A 'good' American citizen: A sacred opinion?
A critical national conversation about dissent is needed.
Recently, I passed an antiwar protest in Center City Philadelphia, a mix of young and old, office workers and students, patting drums to the rhythm of their rap. A moment later, a pickup truck filled with guys clad in bluejeans drove by, waving the American flag and yelling, "Go, America!" Passersby cringed as they tensely viewed the scene and caught a glimpse of the hundred police officers monitoring the drama from across the street.
This "we vs. we" conflict is uncomfortable. Even US leaders seem more focused on middle ground rather than finding ways to disagree more productively. But there is a critical conversation America has yet to have with itself. And with the ongoing dissension over the war with Iraq, it appears that now is the perfect time.
Definitions of what qualifies as national loyalty have always shifted as American society has diversified and matured. A person who is viewed by many as a troublemaker, such as Dr. Martin Luther King Jr., just might end up an honored US hero.
So what defines a patriot, exactly? Is it a person who supports the government through right and wrong in a war or a crisis, or the person who disagrees loudly and engages in lawful protest? Are those who push us all to conform and unite as one country the folks who most love this nation, or is it those who embrace differences and challenge fellow citizens' assumptions in order to reorder society and find hidden flaws?
There is no national handbook - at least not yet - that details how to be a good American. Some would prefer a manual filled with "dos" and "don'ts" to point to and say, "I'm the real deal and you are the pretender."
So it seems for the moment, each person is left to follow his or her own set of personal rules regarding patriotism, even though those lists are bound to disagree. The first few rules on my own list are simple:
1. Vote in every federal, state, and local election even when you can't find one candidate you like.

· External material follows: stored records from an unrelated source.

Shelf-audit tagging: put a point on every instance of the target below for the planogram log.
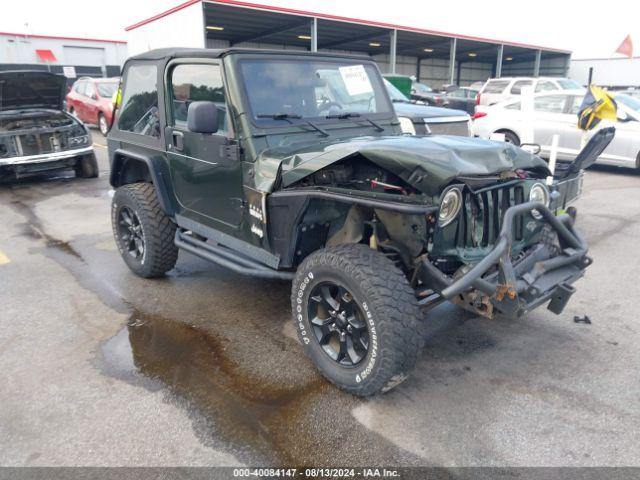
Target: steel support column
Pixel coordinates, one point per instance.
(452, 61)
(392, 51)
(536, 65)
(499, 61)
(314, 34)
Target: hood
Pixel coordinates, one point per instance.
(427, 163)
(420, 112)
(31, 89)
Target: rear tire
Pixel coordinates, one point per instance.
(143, 233)
(87, 167)
(366, 291)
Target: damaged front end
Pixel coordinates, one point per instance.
(512, 282)
(35, 134)
(468, 221)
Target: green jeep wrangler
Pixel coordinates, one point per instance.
(289, 165)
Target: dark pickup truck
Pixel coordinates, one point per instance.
(293, 166)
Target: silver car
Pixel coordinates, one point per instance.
(557, 113)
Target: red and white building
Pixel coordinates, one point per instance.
(434, 57)
(87, 56)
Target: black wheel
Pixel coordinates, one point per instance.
(357, 318)
(102, 124)
(143, 233)
(87, 167)
(510, 137)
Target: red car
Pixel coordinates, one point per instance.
(91, 100)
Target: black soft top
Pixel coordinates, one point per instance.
(169, 53)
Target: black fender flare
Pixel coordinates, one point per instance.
(158, 173)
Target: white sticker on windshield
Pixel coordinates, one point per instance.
(356, 80)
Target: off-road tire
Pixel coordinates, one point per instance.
(380, 289)
(158, 230)
(87, 167)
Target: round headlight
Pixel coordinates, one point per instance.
(406, 125)
(450, 206)
(539, 193)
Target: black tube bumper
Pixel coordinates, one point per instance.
(515, 288)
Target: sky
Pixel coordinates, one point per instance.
(567, 24)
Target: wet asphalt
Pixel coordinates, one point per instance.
(202, 367)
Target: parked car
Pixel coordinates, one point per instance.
(91, 100)
(557, 112)
(630, 92)
(36, 135)
(253, 164)
(496, 90)
(477, 85)
(424, 93)
(419, 119)
(463, 98)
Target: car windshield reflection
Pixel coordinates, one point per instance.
(304, 89)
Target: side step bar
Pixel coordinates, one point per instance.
(227, 258)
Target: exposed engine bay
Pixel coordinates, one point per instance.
(26, 132)
(358, 174)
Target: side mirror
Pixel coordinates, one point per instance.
(532, 148)
(622, 116)
(202, 117)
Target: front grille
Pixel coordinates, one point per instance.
(481, 215)
(38, 143)
(452, 128)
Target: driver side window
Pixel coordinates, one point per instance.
(197, 82)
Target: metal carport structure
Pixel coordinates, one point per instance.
(435, 57)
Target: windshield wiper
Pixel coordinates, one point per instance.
(279, 116)
(343, 115)
(356, 115)
(287, 116)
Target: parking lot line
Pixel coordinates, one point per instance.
(3, 258)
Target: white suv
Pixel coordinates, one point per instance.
(498, 89)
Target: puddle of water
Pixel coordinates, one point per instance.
(152, 352)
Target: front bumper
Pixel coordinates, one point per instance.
(45, 157)
(513, 288)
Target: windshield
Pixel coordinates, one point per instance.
(395, 94)
(312, 89)
(568, 84)
(421, 87)
(106, 90)
(632, 103)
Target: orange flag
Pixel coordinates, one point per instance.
(626, 47)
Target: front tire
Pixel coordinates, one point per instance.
(510, 137)
(143, 233)
(357, 318)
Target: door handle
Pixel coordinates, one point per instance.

2. Learn the names of elected officials, and e-mail them periodically to offer insight. (Most of mine are white, and I am African-American.)
3. Attend community or council meetings and stay abreast of public policy and key issues by reading newspapers, listening to the radio, or watching the evening TV news.
4. Model the behavior you want to see in others: Put democratic principles into practice by challenging bias and discrimination in everyday life.